Overcoming Challenges in Metagenomic Data Analysis
Metagenomics, the study of genetic material from environmental samples, faces particular difficulties due to repetitive DNA sequences that complicate genome assembly. GraSSRep (Azizpour et al. 2024), introduced in this issue, provides a novel method for detecting and classifying repetitive DNA in metagenomic datasets. This innovation is particularly relevant in microbial community studies, where genome dynamics such as horizontal gene transfer and gene duplication further complicate accurate sequence assembly.

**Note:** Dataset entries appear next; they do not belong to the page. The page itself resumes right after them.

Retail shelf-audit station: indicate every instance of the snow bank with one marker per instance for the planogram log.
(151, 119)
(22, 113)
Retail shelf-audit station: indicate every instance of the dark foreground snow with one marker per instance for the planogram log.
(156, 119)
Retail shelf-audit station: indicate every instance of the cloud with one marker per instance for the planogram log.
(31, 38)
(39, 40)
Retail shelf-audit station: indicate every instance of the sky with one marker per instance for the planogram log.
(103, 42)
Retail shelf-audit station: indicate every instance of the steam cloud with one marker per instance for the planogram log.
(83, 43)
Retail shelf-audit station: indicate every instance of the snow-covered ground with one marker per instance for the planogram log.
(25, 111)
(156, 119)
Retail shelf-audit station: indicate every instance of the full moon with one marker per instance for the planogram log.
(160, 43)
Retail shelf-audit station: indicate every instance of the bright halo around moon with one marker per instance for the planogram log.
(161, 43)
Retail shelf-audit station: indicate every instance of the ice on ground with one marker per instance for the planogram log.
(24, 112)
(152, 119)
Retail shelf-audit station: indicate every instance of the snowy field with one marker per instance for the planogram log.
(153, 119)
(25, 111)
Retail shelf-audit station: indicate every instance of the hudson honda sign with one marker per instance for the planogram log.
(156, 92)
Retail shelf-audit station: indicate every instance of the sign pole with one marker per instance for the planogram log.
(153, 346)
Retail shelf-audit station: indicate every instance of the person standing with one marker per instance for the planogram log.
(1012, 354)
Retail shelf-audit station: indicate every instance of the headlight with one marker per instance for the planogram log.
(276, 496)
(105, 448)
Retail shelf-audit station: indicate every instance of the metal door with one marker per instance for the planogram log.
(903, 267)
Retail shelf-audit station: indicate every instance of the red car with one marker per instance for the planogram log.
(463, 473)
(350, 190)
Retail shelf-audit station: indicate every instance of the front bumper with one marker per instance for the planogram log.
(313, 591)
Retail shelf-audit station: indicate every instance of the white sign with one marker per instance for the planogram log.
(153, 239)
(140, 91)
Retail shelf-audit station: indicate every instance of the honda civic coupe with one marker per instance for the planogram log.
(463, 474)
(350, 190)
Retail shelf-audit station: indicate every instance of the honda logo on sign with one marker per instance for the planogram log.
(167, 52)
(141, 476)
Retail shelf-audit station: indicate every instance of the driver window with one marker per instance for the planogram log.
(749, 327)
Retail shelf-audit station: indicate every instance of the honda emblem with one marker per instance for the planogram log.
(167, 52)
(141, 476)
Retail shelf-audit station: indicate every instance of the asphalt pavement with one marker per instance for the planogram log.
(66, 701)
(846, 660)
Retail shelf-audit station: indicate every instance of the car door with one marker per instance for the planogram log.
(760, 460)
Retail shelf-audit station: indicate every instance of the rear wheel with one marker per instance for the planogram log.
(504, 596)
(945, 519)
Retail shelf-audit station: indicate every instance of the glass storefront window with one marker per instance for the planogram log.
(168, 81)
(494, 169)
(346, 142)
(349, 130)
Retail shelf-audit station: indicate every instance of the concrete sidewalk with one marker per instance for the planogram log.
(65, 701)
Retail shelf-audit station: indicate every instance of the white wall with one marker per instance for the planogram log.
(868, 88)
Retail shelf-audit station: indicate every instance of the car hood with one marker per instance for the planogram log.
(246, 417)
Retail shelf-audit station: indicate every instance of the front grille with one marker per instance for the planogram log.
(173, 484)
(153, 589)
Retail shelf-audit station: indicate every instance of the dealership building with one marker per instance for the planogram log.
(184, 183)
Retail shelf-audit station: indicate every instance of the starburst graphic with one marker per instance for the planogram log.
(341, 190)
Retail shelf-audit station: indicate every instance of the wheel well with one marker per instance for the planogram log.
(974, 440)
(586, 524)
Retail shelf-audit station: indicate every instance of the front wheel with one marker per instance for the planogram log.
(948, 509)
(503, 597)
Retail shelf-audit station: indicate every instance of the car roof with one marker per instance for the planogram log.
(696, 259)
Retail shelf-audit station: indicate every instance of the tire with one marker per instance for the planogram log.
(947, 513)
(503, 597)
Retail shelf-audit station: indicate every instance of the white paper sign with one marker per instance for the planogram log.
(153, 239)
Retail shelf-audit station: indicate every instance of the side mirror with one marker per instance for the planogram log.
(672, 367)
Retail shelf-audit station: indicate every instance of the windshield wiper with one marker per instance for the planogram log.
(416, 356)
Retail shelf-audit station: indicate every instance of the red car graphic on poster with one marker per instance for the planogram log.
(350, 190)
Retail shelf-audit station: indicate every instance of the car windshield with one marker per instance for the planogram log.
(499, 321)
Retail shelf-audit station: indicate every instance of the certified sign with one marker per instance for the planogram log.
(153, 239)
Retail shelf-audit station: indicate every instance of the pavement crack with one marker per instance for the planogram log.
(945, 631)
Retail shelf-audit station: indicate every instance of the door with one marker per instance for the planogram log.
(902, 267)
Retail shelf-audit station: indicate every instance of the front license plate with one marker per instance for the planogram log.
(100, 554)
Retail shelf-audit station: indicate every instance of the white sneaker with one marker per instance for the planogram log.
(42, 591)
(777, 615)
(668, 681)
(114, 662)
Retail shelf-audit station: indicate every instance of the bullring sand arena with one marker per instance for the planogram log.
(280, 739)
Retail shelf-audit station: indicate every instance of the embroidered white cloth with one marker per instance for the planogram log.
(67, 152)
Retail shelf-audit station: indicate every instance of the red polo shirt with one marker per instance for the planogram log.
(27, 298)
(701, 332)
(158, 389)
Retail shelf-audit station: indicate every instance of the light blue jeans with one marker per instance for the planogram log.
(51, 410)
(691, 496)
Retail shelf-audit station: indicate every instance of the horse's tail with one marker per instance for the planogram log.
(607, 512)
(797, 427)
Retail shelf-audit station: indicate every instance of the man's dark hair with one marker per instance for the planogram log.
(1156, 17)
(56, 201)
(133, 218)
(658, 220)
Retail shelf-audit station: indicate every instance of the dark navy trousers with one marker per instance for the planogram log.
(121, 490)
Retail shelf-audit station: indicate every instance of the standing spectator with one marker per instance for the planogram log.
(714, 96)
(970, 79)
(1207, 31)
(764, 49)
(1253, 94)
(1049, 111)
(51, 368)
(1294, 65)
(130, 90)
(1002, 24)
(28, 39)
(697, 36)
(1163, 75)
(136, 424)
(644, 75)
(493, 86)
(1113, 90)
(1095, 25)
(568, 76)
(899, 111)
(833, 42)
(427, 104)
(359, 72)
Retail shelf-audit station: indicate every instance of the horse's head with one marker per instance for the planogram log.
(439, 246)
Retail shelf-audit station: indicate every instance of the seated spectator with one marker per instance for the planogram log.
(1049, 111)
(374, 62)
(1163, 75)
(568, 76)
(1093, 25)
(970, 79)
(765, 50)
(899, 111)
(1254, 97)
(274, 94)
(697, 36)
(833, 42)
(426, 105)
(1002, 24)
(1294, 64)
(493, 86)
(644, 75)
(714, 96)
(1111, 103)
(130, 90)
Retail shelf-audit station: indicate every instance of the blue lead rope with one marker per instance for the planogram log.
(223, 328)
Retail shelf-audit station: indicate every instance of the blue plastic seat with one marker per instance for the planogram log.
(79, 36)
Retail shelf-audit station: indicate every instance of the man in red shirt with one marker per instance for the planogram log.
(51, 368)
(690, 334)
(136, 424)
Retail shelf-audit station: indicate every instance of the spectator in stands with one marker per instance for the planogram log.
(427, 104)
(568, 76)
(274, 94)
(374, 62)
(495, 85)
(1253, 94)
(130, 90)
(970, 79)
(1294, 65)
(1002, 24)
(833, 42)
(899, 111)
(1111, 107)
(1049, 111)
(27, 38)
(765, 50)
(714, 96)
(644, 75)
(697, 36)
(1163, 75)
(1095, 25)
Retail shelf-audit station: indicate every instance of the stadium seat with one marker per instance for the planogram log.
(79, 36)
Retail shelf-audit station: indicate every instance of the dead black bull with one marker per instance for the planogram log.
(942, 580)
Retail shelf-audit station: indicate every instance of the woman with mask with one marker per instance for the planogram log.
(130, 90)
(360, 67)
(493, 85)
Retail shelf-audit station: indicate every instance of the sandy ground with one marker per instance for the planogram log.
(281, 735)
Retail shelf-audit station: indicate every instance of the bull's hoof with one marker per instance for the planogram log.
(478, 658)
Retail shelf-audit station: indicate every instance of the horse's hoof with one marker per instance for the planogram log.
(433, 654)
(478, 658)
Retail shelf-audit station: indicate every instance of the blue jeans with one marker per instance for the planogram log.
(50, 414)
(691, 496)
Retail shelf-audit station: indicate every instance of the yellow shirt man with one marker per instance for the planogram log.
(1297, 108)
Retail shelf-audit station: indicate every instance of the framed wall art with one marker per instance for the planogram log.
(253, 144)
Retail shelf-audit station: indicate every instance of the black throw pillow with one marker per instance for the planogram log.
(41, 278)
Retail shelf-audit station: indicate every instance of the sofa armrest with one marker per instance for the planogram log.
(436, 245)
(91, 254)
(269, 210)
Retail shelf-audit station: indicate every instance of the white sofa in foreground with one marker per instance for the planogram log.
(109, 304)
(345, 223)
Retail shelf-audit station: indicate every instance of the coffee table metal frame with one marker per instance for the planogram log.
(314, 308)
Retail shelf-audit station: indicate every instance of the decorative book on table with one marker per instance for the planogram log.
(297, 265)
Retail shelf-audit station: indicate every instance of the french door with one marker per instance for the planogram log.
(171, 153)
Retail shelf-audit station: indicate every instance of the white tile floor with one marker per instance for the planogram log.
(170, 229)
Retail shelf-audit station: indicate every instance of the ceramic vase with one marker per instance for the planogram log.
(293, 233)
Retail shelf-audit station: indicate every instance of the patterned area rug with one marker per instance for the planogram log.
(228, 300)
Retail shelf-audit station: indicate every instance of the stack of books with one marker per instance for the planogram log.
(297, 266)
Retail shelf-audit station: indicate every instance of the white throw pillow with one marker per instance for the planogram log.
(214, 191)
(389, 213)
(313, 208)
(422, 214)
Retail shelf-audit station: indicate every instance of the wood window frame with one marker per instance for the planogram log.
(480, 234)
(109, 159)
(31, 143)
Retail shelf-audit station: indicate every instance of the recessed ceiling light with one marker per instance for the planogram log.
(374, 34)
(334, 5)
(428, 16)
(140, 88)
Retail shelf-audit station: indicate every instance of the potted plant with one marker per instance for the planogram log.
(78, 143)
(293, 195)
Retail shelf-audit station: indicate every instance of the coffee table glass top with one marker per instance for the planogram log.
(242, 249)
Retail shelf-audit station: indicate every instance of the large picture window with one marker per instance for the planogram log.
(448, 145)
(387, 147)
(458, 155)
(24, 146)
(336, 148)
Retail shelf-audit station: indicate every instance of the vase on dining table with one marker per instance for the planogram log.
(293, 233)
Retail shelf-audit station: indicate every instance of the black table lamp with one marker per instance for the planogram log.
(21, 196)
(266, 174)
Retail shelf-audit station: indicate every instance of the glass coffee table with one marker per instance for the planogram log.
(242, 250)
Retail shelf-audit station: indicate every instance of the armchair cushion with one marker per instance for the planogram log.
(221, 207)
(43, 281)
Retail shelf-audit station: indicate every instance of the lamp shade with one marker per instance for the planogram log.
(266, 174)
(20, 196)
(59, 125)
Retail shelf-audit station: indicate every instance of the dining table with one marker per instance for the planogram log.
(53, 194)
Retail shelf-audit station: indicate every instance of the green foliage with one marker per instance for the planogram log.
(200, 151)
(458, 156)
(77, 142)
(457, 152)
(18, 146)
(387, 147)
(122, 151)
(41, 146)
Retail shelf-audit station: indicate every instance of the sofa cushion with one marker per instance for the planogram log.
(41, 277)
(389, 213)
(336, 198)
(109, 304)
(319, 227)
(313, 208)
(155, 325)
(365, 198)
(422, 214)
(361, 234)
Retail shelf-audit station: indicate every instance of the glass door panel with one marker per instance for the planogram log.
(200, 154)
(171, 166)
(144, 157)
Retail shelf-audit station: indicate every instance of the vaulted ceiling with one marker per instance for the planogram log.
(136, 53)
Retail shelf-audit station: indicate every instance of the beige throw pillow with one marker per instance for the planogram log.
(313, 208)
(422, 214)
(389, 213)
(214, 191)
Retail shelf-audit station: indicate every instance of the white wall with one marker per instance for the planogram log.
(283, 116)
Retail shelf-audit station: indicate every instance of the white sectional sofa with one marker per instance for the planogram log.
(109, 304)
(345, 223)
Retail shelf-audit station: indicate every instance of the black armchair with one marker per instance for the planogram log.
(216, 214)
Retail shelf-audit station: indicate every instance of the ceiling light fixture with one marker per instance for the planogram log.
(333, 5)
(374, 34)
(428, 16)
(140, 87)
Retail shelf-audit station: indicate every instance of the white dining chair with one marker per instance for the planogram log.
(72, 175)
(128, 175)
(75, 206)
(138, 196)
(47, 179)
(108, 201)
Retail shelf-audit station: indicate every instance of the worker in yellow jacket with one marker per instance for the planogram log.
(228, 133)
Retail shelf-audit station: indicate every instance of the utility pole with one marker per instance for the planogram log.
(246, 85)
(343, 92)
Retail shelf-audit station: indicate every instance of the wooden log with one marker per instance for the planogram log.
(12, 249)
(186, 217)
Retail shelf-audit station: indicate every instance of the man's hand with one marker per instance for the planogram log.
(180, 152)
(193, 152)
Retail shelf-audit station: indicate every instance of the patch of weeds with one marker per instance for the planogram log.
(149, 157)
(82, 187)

Innovations Across Genomics Fields
In addition to these highlighted studies, the special issue of Genome Research features several other computational methods that advance research in cancer genomics, transcriptomics, gene regulatory networks, genomic variation, and biomolecular representation learning. These methods collectively push the boundaries of how genomic data is analyzed and interpreted, providing scientists with new tools to explore the complexities of biological systems.